Let $d_1, d_2, …, d_n,;n\le 2$, be positive integers. Prove that if $d_1+ d_2+ …+ d_n = 2n - 2$, then there exists a tree with n vertices of degrees exactly $d_1, d_2, …, d_n$. Based on your proof, design an efficient algorithm to construct such a tree.

Basis :
when $n=1,d_1=0$,it holds.
when $n=2,d_1=1,d_2=1$ , it holds.

Induction :
$$ Let;d_1\le d_2\le d_3\le … \le d_n $$
$$ d_1=1,otherwise, $$
$$ d_1+ d_2+ …+ d_n \ge 2n \ge 2n - 2 $$
$$ when;n\ne 2, d_n\ge 2,otherwise,$$
$$ d_1+ d_2+ …+ d_n = n < 2n-2 $$

Therefor
$$ d_1+ d_2+ …+ d_n +d_{n+1} = 2(n+1)-2 = 2n $$
$$ d_1+ d_2+ … + d_n +d_{n+1} - 2 = 2n-2 $$
$$ d_1+ d_2+ … + (d_n +d_{n+1} - 2) = 2n-2 $$
$ d_1+ d_2+ … + (d_n + d_{n+1} - 2) $ satisfy the induction hypothesis, so there exist a tree with n vertices with these degrees.
Remove $(d_{n+1} - 1)$ neighbours from the vertix whose degree is $(d_n + d_{n+1} - 2)$, connect those neighbours with a new node,and connect the new node with the vertix whose original degree is $(d_n + d_{n+1} - 2)$.
Then we get
$$ d_1+ d_2+ … + d_n +d_{n+1} = 2n $$
$$QED$$

algorithm :

Sort $d_1+ d_2+ …+ d_n$ in ascending order.
Create a node $P$ with smallest degree in sequence excluding 1.
Iterating from 1 to n,and add nodes to $P$ until the degree of p become 1.
Go back to 2 until there is no more nodes can be added

problem 9

Let G=(V, E) be a directed graph (not necessarily acyclic). Design an efficient algorithm to label the vertices of the graph with distinct labels from 1 to |V| such that the label of each vertex v is greater than the label of at least one of v’s predecessors, or determine that no such labeling is possible. (A predecessor of v is a vertex w such that $wv \in E$)

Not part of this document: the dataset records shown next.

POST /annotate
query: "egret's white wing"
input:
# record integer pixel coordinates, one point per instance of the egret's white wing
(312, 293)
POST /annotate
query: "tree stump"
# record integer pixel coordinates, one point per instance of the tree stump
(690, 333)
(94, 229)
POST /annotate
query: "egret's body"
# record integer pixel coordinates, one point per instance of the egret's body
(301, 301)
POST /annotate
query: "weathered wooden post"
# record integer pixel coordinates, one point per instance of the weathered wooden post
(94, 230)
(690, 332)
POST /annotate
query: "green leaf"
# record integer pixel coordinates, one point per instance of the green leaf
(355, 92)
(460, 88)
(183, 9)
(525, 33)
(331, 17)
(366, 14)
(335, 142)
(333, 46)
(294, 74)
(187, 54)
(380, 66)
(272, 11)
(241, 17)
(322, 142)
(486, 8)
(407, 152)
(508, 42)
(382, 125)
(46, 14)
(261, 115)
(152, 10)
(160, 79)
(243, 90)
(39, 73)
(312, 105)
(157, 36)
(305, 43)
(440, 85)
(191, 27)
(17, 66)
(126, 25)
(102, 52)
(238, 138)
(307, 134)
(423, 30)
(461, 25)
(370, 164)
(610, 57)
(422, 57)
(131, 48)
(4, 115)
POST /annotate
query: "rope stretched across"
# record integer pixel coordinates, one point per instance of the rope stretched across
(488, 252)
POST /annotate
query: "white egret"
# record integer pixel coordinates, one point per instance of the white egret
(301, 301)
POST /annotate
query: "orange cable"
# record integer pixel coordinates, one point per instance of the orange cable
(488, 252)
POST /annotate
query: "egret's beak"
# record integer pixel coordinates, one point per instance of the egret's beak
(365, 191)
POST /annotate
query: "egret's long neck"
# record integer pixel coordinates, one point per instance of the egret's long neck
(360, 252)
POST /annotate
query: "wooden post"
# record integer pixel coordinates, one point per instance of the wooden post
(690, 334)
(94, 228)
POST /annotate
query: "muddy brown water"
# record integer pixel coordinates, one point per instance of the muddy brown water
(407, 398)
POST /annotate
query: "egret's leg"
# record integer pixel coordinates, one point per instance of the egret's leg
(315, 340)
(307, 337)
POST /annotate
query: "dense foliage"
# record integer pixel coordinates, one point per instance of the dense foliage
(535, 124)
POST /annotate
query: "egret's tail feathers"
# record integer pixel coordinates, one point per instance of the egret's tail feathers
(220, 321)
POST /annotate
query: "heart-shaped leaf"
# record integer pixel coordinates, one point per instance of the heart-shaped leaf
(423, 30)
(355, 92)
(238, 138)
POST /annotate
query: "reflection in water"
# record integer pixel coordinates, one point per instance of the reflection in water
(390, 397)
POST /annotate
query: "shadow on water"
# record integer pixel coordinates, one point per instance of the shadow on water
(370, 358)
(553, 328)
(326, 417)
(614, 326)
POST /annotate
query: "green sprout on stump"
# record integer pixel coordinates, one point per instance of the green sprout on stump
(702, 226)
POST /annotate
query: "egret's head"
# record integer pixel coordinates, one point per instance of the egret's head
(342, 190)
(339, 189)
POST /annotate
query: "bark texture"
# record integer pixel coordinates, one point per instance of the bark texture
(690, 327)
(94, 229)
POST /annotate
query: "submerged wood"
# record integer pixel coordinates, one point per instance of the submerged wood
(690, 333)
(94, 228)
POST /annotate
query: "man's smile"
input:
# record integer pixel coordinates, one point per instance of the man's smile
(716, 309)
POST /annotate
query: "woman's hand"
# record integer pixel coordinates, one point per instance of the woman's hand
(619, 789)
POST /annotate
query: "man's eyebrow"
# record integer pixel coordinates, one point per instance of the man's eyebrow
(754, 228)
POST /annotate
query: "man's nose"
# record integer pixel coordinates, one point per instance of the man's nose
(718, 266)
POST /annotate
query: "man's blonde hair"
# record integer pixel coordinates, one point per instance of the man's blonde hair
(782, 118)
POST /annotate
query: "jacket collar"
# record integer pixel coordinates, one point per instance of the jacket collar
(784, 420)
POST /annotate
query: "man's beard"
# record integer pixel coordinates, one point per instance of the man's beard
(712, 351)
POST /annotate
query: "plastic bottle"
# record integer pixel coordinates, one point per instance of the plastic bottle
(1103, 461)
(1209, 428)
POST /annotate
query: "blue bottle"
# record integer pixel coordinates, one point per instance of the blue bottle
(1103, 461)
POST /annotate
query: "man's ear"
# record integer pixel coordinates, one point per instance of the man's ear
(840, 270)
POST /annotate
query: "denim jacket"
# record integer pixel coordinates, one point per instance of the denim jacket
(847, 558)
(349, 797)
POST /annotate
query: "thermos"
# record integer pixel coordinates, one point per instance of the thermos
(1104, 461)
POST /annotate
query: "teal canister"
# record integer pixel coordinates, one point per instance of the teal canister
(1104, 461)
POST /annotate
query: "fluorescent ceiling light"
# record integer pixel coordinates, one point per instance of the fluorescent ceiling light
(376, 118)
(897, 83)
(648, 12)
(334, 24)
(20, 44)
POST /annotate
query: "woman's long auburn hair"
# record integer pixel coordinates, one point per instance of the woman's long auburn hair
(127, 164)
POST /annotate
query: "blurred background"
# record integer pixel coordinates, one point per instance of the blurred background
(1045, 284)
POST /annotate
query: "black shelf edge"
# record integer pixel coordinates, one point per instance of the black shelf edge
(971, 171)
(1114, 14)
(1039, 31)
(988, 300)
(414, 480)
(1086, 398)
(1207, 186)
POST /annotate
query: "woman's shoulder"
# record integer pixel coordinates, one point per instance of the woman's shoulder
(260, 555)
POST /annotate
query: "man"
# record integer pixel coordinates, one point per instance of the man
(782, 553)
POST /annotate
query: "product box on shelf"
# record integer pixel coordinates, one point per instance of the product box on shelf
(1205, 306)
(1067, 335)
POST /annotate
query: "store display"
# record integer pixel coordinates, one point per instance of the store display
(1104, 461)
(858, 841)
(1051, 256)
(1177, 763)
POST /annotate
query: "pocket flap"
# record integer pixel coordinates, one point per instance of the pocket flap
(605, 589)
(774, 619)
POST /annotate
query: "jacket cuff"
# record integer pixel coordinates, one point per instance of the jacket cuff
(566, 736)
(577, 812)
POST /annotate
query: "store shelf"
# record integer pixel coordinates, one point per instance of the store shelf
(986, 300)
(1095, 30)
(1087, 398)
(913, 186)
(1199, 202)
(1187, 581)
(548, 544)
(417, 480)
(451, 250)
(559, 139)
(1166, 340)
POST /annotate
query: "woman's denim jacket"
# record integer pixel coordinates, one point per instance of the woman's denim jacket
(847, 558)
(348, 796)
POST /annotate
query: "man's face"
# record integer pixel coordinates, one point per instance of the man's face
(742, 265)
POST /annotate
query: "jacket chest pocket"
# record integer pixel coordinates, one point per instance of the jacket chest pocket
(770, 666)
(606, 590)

You can find it in Morris's old blog. [Q8](http://mypaper.pchome.com.tw/zerojudge/post/1325745839)

problem 10

Give a linear-time algorithm that takes as input a tree and determines whether it has a perfect matching: a set of edges that touches each node exactly once.

perfect matching : [English](http://mathworld.wolfram.com/PerfectMatching.html), [Chinese](http://www.csie.ntnu.edu.tw/~u91029/Matching.html)

Because leaf nodes must match with their parent, we can perform a devide and conquer algorithm.

pseudo code

#define UNMATCH 0
#define MATCH   1
#define FAIL    -1

int PerfectMatching ( n )
    if child of n == 0                  // if this node is leaf
        return UNMATCH                  // told it's parent node that "this child node is unmatch"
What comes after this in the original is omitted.